HAA by the first {Mn(iii)OH} complex with all O-donor ligands†
Abstract
There is considerable interest in MnOHx moieties, particularly in the stepwise changes in those O–H bonds in tandem with Mn oxidation state changes. The reactivity of aquo-derived ligands, {MOHx}, is also heavily influenced by the electronic character of the other ligands. Despite the prevalence of oxygen coordination in biological systems, preparation of mononuclear Mn complexes of this type with all O-donors is rare.

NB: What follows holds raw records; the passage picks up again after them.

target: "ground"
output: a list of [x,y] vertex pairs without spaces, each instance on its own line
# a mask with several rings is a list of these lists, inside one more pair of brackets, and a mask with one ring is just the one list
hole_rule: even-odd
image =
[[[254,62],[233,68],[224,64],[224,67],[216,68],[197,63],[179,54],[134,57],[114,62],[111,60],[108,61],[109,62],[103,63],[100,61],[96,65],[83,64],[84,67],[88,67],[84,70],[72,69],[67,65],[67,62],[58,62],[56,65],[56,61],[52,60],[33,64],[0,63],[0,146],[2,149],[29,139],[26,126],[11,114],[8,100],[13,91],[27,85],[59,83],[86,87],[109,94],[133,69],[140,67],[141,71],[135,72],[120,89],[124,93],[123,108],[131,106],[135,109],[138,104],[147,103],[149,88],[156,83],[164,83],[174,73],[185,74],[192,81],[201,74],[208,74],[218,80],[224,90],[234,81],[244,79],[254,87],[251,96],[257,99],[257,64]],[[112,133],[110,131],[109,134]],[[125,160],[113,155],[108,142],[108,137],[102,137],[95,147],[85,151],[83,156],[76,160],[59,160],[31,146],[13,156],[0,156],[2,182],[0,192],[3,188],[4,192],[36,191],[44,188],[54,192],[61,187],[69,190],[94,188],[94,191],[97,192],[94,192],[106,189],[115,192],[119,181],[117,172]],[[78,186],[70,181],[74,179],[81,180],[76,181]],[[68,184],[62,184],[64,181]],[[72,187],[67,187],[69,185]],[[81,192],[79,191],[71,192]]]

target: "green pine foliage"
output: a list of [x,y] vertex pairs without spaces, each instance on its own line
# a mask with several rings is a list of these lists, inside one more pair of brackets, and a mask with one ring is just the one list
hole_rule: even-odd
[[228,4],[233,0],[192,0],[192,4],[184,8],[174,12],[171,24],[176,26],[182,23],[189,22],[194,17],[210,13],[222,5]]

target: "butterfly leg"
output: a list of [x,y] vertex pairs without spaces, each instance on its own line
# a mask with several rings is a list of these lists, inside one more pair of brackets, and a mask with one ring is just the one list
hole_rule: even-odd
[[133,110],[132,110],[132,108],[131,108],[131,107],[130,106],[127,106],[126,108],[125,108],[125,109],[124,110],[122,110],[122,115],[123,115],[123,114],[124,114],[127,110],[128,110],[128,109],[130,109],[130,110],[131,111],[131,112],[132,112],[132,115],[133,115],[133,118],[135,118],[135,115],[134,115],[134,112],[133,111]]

Herein, we report several Mn complexes with perfluoropinacolate (pinF)2− including the first example of a crystallographically characterized mononuclear {Mn(III)OH} with all O-donors, K2[Mn(OH)(pinF)2], 3. Complex 3 is prepared via deprotonation of K[Mn(OH2)(pinF)2], 1, the pKa of which is estimated to be 18.3 ± 0.3. Cyclic voltammetry reveals quasi-reversible redox behavior for both 1 and 3 with an unusually large ΔEp, assigned to the Mn(III/II) couple. Using the Bordwell method, the bond dissociation free energy (BDFE) of the O–H bond in {Mn(II)–OH2} is estimated to be 67–70 kcal mol−1. Complex 3 abstracts H-atoms from 1,2-diphenylhydrazine, 2,4,6-TTBP, and TEMPOH, the latter of which supports a PCET mechanism. Under basic conditions in air, the synthesis of 1 results in K2[Mn(OAc)(pinF)2], 2, proposed to result from the oxidation of Et2O to EtOAc by a reactive Mn species, followed by ester hydrolysis. Complex 3 alone does not react with Et2O, but addition of O2 at low temperature effects the formation of a new chromophore proposed to be a Mn(IV) species. The related complexes K(18C6)[Mn(III)(pinF)2], 4, and (Me4N)2[Mn(II)(pinF)2], 5, have also been prepared and their properties discussed in relation to complexes 1–3.